June 18, 2011
South Canterbury has the lowest uptake of the Gardasil vaccine in the country, nearly three times lower than the national average.
Latest Ministry of Health figures show just 17 per cent of girls born in 1997, now in year 10, had the three Gardasil vaccinations last year to protect against strains of human papilloma virus (HPV), which can lead to genital warts and cervical cancer.
Nationally, 48 per cent of girls born in 1997 have been immunised. The Lakes District Health Board area has the highest rate, with 63 per cent fully immunised, followed by Counties Manakau with 62 per cent coverage.

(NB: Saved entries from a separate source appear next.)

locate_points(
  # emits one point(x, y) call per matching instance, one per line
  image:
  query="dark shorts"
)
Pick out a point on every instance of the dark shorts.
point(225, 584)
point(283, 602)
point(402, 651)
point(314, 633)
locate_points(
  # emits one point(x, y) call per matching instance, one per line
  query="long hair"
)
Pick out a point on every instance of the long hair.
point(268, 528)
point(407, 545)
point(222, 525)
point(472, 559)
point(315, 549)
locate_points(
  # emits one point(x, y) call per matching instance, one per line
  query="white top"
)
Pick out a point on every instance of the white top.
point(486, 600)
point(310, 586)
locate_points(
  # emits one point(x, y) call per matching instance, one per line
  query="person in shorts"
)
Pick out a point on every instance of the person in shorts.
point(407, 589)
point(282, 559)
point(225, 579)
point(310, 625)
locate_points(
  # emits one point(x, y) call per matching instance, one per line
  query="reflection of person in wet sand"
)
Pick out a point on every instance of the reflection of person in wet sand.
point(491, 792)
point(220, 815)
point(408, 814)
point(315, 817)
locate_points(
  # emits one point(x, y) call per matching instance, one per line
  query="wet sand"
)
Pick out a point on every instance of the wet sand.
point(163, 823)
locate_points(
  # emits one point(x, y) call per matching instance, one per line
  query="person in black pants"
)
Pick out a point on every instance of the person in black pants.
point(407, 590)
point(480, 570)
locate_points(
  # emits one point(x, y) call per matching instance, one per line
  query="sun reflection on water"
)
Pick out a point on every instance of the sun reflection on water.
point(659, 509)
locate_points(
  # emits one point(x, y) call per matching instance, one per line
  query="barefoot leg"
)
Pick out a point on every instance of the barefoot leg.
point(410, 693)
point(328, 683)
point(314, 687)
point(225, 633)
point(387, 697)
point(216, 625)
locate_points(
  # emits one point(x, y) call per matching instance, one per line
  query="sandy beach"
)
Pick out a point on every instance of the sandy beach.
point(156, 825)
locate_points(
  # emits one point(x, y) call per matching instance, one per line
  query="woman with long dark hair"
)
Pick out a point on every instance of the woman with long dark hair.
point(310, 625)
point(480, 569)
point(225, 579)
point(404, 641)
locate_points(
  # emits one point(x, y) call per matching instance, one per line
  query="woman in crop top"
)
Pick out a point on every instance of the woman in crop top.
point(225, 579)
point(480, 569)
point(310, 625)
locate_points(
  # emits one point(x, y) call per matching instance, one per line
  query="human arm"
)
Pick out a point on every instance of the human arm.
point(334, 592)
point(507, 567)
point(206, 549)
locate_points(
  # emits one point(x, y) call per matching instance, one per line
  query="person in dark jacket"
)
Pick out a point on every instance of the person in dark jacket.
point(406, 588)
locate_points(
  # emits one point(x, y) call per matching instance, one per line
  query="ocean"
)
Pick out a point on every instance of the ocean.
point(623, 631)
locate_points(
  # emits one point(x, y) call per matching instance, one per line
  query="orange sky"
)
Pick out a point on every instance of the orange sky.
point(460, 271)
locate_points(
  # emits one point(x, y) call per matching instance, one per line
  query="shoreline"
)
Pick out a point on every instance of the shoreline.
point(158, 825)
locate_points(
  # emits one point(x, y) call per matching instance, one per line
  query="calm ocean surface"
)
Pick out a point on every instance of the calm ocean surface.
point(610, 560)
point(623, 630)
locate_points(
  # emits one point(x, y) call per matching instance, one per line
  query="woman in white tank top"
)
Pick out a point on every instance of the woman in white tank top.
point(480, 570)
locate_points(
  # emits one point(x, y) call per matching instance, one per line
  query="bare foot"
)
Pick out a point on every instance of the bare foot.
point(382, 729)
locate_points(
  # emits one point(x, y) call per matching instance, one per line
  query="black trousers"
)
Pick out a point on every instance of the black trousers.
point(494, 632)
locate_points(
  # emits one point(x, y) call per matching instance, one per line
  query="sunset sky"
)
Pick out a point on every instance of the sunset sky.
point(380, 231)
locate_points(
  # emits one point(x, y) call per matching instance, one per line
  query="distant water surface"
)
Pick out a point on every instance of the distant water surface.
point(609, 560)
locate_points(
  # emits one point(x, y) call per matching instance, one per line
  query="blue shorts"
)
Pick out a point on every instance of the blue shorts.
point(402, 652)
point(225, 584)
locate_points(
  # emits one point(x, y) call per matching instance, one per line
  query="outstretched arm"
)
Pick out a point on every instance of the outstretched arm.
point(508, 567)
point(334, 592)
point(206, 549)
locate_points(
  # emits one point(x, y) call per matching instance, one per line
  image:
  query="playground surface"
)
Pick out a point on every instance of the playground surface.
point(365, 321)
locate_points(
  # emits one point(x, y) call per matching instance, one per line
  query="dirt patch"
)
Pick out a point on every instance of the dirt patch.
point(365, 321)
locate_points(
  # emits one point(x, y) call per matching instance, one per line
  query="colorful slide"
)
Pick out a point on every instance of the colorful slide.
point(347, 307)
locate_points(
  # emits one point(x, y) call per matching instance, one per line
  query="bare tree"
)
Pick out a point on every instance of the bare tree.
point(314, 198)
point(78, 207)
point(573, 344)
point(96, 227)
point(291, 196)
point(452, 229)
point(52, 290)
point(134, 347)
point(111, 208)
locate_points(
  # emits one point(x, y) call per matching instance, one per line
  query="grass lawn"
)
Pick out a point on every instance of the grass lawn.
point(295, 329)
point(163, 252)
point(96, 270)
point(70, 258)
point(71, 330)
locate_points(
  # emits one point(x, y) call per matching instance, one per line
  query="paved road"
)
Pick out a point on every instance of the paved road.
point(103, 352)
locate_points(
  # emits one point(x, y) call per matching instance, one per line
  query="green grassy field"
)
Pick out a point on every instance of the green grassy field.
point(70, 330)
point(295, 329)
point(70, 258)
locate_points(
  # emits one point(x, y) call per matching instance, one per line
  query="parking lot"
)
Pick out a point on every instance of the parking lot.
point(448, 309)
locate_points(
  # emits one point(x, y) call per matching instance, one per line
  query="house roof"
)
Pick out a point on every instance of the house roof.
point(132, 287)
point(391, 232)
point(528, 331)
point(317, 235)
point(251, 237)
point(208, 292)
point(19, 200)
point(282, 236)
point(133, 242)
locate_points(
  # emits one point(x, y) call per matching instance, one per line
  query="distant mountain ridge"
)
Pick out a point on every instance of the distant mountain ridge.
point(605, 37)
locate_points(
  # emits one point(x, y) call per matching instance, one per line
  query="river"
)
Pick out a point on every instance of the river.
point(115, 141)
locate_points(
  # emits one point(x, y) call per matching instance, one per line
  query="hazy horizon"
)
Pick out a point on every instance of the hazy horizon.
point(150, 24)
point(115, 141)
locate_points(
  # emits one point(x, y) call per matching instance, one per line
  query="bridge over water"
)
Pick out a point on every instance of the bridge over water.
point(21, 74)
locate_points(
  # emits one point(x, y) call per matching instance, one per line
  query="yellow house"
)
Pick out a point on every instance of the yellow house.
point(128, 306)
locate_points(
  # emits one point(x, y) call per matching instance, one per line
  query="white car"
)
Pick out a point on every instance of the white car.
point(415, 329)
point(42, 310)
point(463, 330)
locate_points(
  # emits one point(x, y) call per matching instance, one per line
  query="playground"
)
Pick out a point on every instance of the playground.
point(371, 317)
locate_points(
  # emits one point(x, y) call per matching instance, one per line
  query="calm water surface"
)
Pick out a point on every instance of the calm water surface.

The closest to South Canterbury is the Canterbury District Health Board area, with 30 per cent fully immunised, followed by Bay of Plenty with 38 per cent. Otago had 55 per cent coverage.
South Canterbury District Health Board chief executive Chris Fleming said the low uptake was a concern.
“I am very concerned that we have the lowest coverage for young girls aged 12 and 13 [born 1997], and the district health board will be doing everything it can to ensure this improves. I also note that vaccination rates for older teenage girls in South Canterbury are much higher and in line with the rest of the country.”
In South Canterbury, only 6 per cent of girls born in 1998 have been fully immunised, but six months remain for the others to be fully vaccinated. Of girls born in 1993, 59 per cent are fully vaccinated, as well as 61 per cent of girls born in 1994, 64 per cent of girls born in 1995 and 56 per cent of girls born in 1996.
Mr Fleming said several factors were thought to have led to the low coverage. “The start of HPV immunisation in general practices coincided with the change to the primary care structure in South Canterbury. This unfortunately distracted staff and practices away from HPV at the same time that girls born in 1997 reached the age to be immunised.”